In March 2019, a large-scale attack came to light in which adversaries had compromised the automatic update mechanism of widely-used software. The result was malicious code delivered to a vast number of machines through a completely legitimate channel that users trusted.
This is not a new class of threat - software supply chain attacks have been known for a long time. But the scale and mechanism of this particular case makes you look differently at the question: where does your security perimeter actually begin?
Why software updates are an attack vector
Most corporate security systems are built to defend against external attacks: close ports, scan email, control access. But a software update is legitimate inbound traffic. It is supposed to get through.
If an attacker gains control over a software vendor's infrastructure - the update server, signing keys, build pipeline - they can deliver malicious code with a signature you trust, through a channel you deliberately left open.
Your perimeter in this scenario does not start at your firewall. It starts at your vendor.
How to assess your dependency
Most companies do not have an inventory of third-party software at sufficient detail. Knowing which antivirus is installed is one thing. Knowing which software across all machines receives automatic updates, from which servers, with what signature verification - that is something else entirely.
The first step toward managing this risk is making a list. What third-party software is installed in the infrastructure? Which of it auto-updates? Who supplies it? How well does that supplier secure its own supply chain?
This is not paranoia. It is dependency inventory - the same thing you do for financial or operational risks.
What can be done practically
Eliminating this risk entirely is impossible: without updates you leave vulnerabilities unpatched, which is worse. But the risk can be managed.
Segmentation limits the blast radius. If compromised software lands on a workstation but that workstation has no access to production systems or sensitive data, the damage is significantly smaller.
Behaviour monitoring, not just traffic monitoring. Compromised software with a legitimate signature will pass hash and signature checks. But its behaviour in the system - network connections, file access, process creation - may be anomalous. That is detectable.
Privilege management. Third-party software should not run with administrator rights where that is not necessary.

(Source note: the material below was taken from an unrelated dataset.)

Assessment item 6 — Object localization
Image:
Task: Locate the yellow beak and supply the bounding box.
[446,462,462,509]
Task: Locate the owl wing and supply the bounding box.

The principle of least privilege reduces what an attacker can do once they gain control.
Deliberate vendor selection. When evaluating critical software, it is worth asking vendors about their own development and security supply chain: is there code signing, is there an audit process.
Questions to assess your position
- Do you have a list of third-party software in your infrastructure with a note on what updates automatically?
- Do you understand which systems have the largest blast radius in the event of a compromise?
- Does critical software run with the minimum necessary privileges?
- Is there monitoring of anomalous behaviour on endpoints?
- Do you evaluate the security practices of key software vendors - not just their products, but their processes?
A supply chain attack is not an argument for paranoia. It is an argument for inventory and deliberate awareness of dependencies that most companies take for granted.